Whatever you think of M.I.A’s revenge tactics or NYT’s writer Lynn Hirshberg’s less-than-flattering article, this isn’t the first and won’t be the last fight between musicians and the journalists who cover them. In fact, there have been plenty of fights that have been just as memorable. Here are three of the best:

K-os vs. Jason Richards
Canadians are generally a mild mannered bunch, but not Toronto rapper k-os. In 2006, NOW writer Jason Richards (he currently contributes to Metro) said that the various collaborations with pop artists on his disc Atlantis: Hymns For Disco enforces some people’s opinion that he’s “a crossover pop artist disguised as a true-school b-boy.”

The three-star review was actually fairly positive, but k-os didn’t see it that way. In a MySpace post the rapper said Richards, who is also Trinidadian, was “being manipulated by his indie rock nerd bosses,” claimed the paper had a personal agenda, and then told Richards to eat a dick.

Ryan Adams vs. Jim DeRogatis
When a surly music scribe disses a surly musician you know fireworks will ensue. In 2003, former Chicago Sun-Times writer Jim DeRogatis wrote a negative review of a Ryan Adams gig calling him a “spiky-haired alternative-country poseur,” and that he “can’t write one song as original or as heartfelt as anything by Jeff Tweedy.”

When Adams got wind of the review he decided to call DeRogatis and leave him an expletive-filled voice message. “F— you, you a—hole, I’m so sick of it,” he says. “You have a problem with me… you write about me every chance you get.” No word on if they made up.

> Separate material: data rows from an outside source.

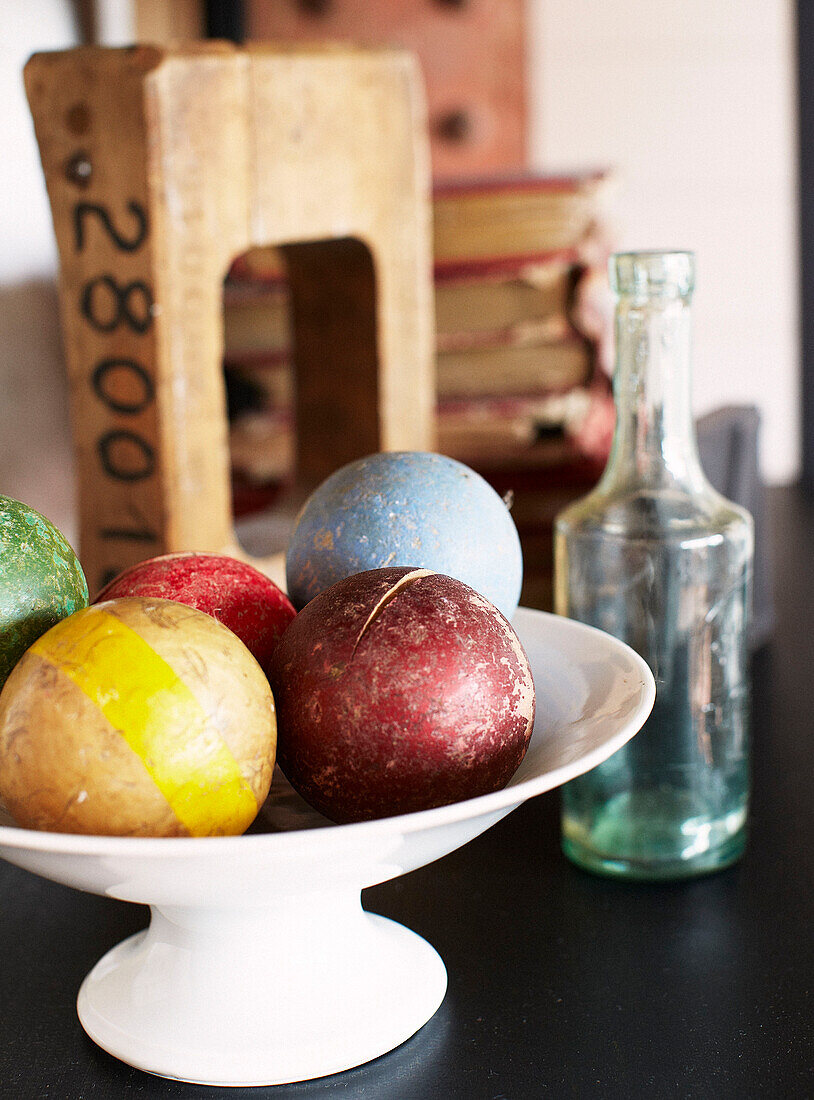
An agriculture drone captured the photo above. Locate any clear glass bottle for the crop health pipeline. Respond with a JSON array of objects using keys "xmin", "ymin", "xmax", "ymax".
[{"xmin": 554, "ymin": 252, "xmax": 754, "ymax": 880}]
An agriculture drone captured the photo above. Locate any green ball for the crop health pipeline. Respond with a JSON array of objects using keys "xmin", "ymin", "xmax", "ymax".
[{"xmin": 0, "ymin": 496, "xmax": 88, "ymax": 688}]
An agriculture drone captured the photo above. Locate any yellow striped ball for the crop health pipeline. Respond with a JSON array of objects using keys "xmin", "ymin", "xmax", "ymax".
[{"xmin": 0, "ymin": 597, "xmax": 277, "ymax": 836}]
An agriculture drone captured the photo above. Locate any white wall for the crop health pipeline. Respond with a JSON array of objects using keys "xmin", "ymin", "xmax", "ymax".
[
  {"xmin": 0, "ymin": 0, "xmax": 77, "ymax": 542},
  {"xmin": 528, "ymin": 0, "xmax": 801, "ymax": 482}
]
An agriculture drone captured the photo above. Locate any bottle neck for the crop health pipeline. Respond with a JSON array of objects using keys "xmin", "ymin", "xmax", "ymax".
[{"xmin": 603, "ymin": 296, "xmax": 706, "ymax": 490}]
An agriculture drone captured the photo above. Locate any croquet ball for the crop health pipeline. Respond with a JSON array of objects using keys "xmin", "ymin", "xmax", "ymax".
[
  {"xmin": 271, "ymin": 569, "xmax": 535, "ymax": 823},
  {"xmin": 286, "ymin": 451, "xmax": 523, "ymax": 618},
  {"xmin": 0, "ymin": 496, "xmax": 88, "ymax": 688},
  {"xmin": 94, "ymin": 552, "xmax": 296, "ymax": 669},
  {"xmin": 0, "ymin": 597, "xmax": 276, "ymax": 836}
]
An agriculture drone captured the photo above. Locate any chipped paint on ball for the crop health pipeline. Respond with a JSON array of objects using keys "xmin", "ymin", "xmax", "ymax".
[
  {"xmin": 0, "ymin": 496, "xmax": 88, "ymax": 688},
  {"xmin": 286, "ymin": 451, "xmax": 523, "ymax": 618},
  {"xmin": 270, "ymin": 568, "xmax": 535, "ymax": 822}
]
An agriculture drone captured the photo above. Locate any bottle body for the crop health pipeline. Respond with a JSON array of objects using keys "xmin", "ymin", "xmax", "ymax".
[
  {"xmin": 554, "ymin": 254, "xmax": 754, "ymax": 880},
  {"xmin": 556, "ymin": 488, "xmax": 752, "ymax": 879}
]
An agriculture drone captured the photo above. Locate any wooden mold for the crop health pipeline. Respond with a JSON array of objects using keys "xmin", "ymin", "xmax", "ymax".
[{"xmin": 25, "ymin": 43, "xmax": 433, "ymax": 591}]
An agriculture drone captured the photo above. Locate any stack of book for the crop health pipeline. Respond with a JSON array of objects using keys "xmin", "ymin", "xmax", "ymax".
[{"xmin": 223, "ymin": 174, "xmax": 611, "ymax": 607}]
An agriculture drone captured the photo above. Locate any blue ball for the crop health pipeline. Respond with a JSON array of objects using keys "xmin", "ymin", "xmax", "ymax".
[{"xmin": 286, "ymin": 451, "xmax": 523, "ymax": 618}]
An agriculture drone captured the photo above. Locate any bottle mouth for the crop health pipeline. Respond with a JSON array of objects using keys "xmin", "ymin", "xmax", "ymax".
[{"xmin": 609, "ymin": 251, "xmax": 695, "ymax": 300}]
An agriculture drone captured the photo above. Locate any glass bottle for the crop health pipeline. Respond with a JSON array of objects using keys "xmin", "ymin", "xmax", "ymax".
[{"xmin": 554, "ymin": 252, "xmax": 754, "ymax": 880}]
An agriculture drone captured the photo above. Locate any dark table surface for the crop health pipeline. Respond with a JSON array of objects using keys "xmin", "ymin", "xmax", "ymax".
[{"xmin": 0, "ymin": 488, "xmax": 814, "ymax": 1100}]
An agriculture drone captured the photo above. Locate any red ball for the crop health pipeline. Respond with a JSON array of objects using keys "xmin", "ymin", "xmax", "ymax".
[
  {"xmin": 270, "ymin": 569, "xmax": 535, "ymax": 822},
  {"xmin": 94, "ymin": 552, "xmax": 296, "ymax": 673}
]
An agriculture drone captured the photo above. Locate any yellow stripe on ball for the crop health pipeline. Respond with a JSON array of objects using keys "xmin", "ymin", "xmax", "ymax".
[{"xmin": 30, "ymin": 607, "xmax": 257, "ymax": 836}]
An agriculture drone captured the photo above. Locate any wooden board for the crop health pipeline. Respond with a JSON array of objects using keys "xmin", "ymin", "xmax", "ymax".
[{"xmin": 25, "ymin": 43, "xmax": 433, "ymax": 591}]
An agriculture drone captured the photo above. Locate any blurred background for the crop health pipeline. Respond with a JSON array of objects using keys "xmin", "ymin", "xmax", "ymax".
[{"xmin": 0, "ymin": 0, "xmax": 804, "ymax": 563}]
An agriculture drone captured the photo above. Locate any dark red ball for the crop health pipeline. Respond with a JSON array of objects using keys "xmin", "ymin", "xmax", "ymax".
[
  {"xmin": 94, "ymin": 552, "xmax": 297, "ymax": 673},
  {"xmin": 270, "ymin": 568, "xmax": 535, "ymax": 822}
]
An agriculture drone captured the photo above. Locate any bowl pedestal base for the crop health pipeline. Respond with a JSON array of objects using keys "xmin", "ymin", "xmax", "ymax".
[{"xmin": 77, "ymin": 890, "xmax": 447, "ymax": 1086}]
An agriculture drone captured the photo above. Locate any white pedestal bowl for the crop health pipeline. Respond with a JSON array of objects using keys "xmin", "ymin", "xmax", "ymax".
[{"xmin": 0, "ymin": 608, "xmax": 655, "ymax": 1085}]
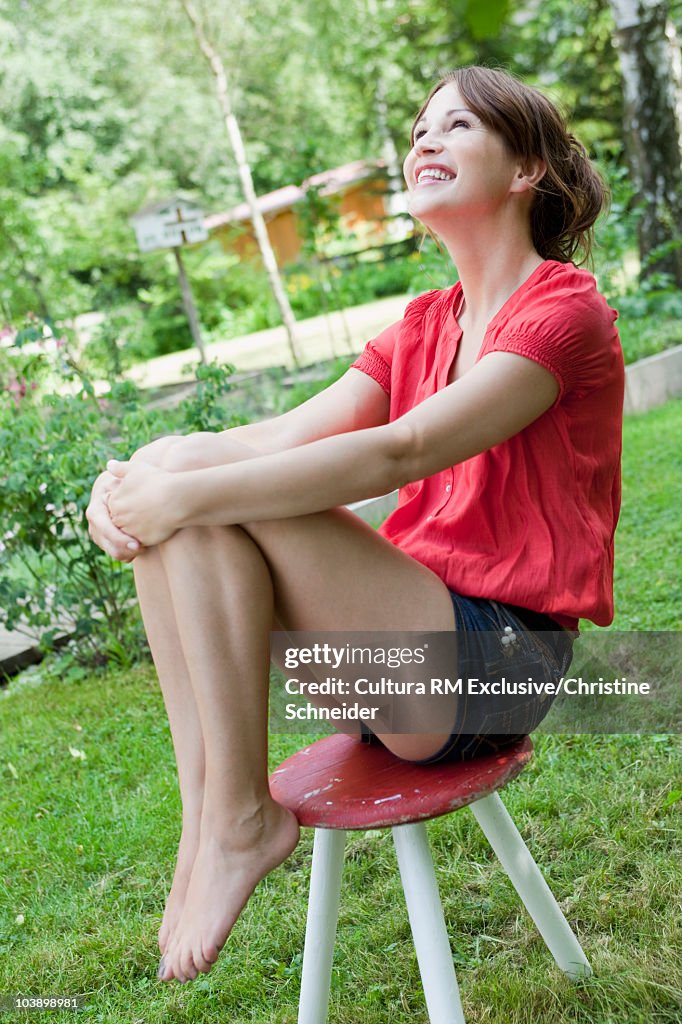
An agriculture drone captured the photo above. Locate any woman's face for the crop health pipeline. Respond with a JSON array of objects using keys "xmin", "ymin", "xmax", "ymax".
[{"xmin": 402, "ymin": 83, "xmax": 520, "ymax": 231}]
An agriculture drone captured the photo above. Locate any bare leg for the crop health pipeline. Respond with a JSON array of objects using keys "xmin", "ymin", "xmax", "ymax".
[
  {"xmin": 133, "ymin": 548, "xmax": 204, "ymax": 953},
  {"xmin": 160, "ymin": 527, "xmax": 299, "ymax": 980},
  {"xmin": 155, "ymin": 510, "xmax": 454, "ymax": 980}
]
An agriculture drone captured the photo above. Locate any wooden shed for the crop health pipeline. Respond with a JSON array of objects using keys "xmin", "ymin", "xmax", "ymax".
[{"xmin": 205, "ymin": 160, "xmax": 388, "ymax": 266}]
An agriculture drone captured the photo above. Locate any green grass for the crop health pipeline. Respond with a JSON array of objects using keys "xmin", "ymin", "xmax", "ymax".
[{"xmin": 0, "ymin": 403, "xmax": 682, "ymax": 1024}]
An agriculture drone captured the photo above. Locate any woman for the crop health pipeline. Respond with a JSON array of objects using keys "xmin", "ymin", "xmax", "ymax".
[{"xmin": 88, "ymin": 68, "xmax": 624, "ymax": 981}]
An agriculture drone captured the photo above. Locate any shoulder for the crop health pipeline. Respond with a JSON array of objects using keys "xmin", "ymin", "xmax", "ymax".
[
  {"xmin": 504, "ymin": 260, "xmax": 617, "ymax": 333},
  {"xmin": 489, "ymin": 260, "xmax": 623, "ymax": 393}
]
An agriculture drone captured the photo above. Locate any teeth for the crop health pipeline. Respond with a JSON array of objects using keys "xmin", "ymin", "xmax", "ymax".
[{"xmin": 417, "ymin": 167, "xmax": 455, "ymax": 183}]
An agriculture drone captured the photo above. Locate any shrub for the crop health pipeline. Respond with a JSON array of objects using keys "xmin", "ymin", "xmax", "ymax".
[{"xmin": 0, "ymin": 323, "xmax": 240, "ymax": 665}]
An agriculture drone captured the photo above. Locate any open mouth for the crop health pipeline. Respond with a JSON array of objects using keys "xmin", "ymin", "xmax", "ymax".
[{"xmin": 417, "ymin": 167, "xmax": 457, "ymax": 185}]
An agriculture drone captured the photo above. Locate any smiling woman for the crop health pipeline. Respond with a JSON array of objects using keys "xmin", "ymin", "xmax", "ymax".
[{"xmin": 88, "ymin": 61, "xmax": 624, "ymax": 981}]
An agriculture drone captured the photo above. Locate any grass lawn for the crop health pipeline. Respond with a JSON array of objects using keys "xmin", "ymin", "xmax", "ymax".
[{"xmin": 0, "ymin": 402, "xmax": 682, "ymax": 1024}]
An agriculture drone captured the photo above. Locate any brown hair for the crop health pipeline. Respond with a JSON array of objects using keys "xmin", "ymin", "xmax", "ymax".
[{"xmin": 411, "ymin": 66, "xmax": 608, "ymax": 263}]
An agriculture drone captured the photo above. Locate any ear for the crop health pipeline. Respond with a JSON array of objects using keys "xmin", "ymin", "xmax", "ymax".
[{"xmin": 511, "ymin": 157, "xmax": 547, "ymax": 193}]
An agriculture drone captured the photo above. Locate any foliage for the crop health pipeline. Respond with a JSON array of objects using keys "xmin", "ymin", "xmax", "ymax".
[
  {"xmin": 0, "ymin": 0, "xmax": 647, "ymax": 371},
  {"xmin": 0, "ymin": 319, "xmax": 238, "ymax": 664}
]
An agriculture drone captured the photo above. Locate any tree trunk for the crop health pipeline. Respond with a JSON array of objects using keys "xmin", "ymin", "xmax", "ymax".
[
  {"xmin": 609, "ymin": 0, "xmax": 682, "ymax": 288},
  {"xmin": 180, "ymin": 0, "xmax": 299, "ymax": 366}
]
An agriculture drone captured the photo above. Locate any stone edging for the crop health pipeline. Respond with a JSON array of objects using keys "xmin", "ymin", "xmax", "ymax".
[{"xmin": 625, "ymin": 345, "xmax": 682, "ymax": 414}]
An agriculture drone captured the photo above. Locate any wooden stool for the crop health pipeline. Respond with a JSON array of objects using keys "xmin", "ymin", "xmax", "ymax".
[{"xmin": 270, "ymin": 733, "xmax": 591, "ymax": 1024}]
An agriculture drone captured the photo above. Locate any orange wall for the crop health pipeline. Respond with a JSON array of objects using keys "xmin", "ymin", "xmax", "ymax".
[{"xmin": 211, "ymin": 179, "xmax": 386, "ymax": 266}]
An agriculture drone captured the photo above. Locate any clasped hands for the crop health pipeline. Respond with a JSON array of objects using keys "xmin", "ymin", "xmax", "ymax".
[{"xmin": 86, "ymin": 460, "xmax": 180, "ymax": 562}]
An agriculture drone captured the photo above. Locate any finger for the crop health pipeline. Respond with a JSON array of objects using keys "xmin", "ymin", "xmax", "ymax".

Courtney Love vs. Belissa Cohen
Most musician/journalist feuds play out in the press, but not when Courtney Love is involved. In 1998 journalist Belissa Cohen sued the Hole singer, claiming she was attacked by the grunge gal at a fashion show after the journalist tried to take her picture.

Cohen said that the Hole singer kicked her in the groin, punched her in the face and pulled her hair. Love’s publicist responded that Cohen was “an out-of-control paparazzo.” The two settled out of court.